İsmail Hakkı Efendi (k.s.)’nin İslâmî ve insanî saiklerle hareketli bir hayatın önemli bir temsilcisi olması sadece camilere ve etrafında toplanan insanlara hizmetle sınırlı kalmamıştır. Kendileri, Anadolu’da ilk açılan İmam-Hatip Liselerinden biri olan Sivas İmam-Hatip Lisesi’nin dernek başkanlığı görevini de üstlenerek ilim, iman, ibadet ve güzel ahlak ile şekillenmiş bir neslin yetişmesine katkı sağlamıştır. Efendi Hazretleri, İmam-Hatip Lisesi’nin ihtiyaçlarıyla bizzat kendisi ilgilenmiş ilim, irfan ve kültürel anlamda bir küllenme sürecini yaşayan toplumuna küllerinden tekrar doğabilmesi için destek olmuştur. Onun ilmî ve manevî kişiliği etrafında kenetlenen insanlarla Sivas İmam Hatip Lisesi, tarihi boyunca birçok önemli isim yetiştirmiş, gönüllere ilim, irfan ve iman nurunun akmasına vesile olmuştur.
Efendi Hazretleri, insan merkezli hizmet anlayışını cami ve İmam-Hatip hizmetleriyle de sınırlı tutmamıştır. Kendileri hangi anlayışından hangi mezhepten olursa olsun insanların maddî-manevî ihtiyaçlarını giderebilmek için dur durak bilmeksizin çalışan bir derviş olmuştur. Zara-Cencin Köyü İçme Suyu, Cencin Köyü Köprüsü ve Tozanlı Köprüsü gibi hizmetlerde bizzat kendisi de çalışarak dervişliği bir hırka-bir lokma olarak görmediğini, tam aksine dervişliğin aktif bir hayat anlayışla yaratılmışa hizmet etme sevdası olduğu hakikatini fiili olarak gözler önüne sermiştir.

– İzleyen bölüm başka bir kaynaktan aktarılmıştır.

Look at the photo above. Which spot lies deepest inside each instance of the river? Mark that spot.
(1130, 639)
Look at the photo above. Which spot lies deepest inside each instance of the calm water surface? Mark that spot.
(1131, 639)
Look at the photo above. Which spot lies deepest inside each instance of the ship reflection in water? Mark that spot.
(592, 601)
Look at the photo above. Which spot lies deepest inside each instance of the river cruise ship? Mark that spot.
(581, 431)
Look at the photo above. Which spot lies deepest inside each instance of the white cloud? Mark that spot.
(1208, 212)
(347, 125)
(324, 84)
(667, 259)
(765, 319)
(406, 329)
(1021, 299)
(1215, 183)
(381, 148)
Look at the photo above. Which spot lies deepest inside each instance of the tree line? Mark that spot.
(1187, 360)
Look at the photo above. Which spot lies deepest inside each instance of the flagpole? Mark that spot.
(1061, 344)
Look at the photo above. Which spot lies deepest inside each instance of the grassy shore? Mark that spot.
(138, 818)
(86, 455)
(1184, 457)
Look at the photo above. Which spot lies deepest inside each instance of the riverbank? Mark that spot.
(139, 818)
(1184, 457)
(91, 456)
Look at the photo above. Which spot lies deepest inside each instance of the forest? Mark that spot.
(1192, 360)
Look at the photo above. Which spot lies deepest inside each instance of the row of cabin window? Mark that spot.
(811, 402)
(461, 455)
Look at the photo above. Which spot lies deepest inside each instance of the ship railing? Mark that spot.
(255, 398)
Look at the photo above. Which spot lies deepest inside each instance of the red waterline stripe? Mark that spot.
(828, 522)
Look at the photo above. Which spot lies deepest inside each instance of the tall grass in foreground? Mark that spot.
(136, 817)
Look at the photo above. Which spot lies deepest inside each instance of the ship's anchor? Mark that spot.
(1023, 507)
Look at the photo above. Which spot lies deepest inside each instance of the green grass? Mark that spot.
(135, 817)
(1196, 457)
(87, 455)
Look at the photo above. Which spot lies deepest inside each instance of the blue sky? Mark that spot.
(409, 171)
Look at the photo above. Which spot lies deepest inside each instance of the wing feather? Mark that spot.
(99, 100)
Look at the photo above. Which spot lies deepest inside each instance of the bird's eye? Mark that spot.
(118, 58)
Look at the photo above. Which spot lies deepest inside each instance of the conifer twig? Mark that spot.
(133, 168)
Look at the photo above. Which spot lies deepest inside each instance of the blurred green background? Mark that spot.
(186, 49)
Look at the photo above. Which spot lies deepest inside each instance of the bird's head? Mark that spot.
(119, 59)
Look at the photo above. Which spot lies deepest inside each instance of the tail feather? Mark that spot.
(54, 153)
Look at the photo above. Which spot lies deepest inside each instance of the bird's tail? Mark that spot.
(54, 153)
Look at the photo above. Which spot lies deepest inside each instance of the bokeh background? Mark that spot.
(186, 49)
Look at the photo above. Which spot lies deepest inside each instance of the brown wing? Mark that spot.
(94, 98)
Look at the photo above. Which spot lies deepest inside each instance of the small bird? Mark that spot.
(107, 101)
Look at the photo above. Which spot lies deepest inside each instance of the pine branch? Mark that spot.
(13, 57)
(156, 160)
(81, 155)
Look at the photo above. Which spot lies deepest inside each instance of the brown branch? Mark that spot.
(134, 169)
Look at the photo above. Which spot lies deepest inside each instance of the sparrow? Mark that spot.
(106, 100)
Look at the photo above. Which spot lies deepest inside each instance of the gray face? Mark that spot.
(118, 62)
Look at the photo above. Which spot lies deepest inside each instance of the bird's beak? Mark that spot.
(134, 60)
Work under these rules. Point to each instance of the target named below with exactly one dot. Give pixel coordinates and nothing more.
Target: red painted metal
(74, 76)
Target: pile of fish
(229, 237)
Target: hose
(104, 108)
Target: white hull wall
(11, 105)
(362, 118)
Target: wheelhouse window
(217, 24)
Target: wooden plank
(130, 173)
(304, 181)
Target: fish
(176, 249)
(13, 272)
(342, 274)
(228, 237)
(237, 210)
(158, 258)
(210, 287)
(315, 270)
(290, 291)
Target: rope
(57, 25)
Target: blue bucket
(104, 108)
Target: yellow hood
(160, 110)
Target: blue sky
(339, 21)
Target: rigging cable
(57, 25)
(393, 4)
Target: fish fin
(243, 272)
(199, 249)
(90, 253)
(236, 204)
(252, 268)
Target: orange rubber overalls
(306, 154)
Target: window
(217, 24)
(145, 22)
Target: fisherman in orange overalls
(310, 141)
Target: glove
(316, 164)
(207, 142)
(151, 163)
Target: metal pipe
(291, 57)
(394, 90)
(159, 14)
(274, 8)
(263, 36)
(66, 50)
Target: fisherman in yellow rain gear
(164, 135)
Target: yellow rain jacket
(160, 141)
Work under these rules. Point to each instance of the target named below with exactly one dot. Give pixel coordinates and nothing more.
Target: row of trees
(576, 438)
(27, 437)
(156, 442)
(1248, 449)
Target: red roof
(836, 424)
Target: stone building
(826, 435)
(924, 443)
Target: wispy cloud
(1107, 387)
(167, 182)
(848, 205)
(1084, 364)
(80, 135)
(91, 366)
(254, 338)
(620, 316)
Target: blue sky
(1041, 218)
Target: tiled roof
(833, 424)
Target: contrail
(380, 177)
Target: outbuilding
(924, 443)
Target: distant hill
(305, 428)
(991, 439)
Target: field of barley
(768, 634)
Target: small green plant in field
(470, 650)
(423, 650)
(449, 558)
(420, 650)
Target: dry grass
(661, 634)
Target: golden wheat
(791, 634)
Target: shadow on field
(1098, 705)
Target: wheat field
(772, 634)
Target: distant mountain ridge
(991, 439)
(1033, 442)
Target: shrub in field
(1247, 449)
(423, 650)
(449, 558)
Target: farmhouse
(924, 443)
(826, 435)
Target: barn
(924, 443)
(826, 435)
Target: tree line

İsmail Hakkı Efendi (k.s.), gönül mimarı birçok ismin hizmetinde bulunarak hayatını manevî bir aksiyonun maddî heyecan için önemini lisan-ı hali ile dile getirmiştir. Sivas Kongresi’nin ve Sivas’ın manevî hayatının önemli bir ismi olan Seyyid Abdullah Haşim el-Mekkî/Arap Şeyh (k.s.), aşk ve heyecan insanı Mûr Ali Baba (k.s.), Tokat Mebusluğu ve Anadolu’daki derin izleriyle gönülleri fetheden Mustafa Haki Hazretleri ve nihayet Sivas Mebusluğu ile tanınan, ilmî ve manevî kişiliğiyle gönüllerde özel bir yeri olan Mustafa Takî Efendi (k.s.)’ye hizmeti ve onların dualarıyla nefs, şeytan, dünya ve diğer engellerden nefsini kurtaran Efendi Hazretleri, aksiyonel hayatın temel unsurunun nefse muhalefet olduğunu ve yaratılana Yaratandan ötürü merhameti hayatın merkezine yerleştirerek hayatın anlamlı kılınması gerektiği fikrini benimsediğini ifade etmiştir.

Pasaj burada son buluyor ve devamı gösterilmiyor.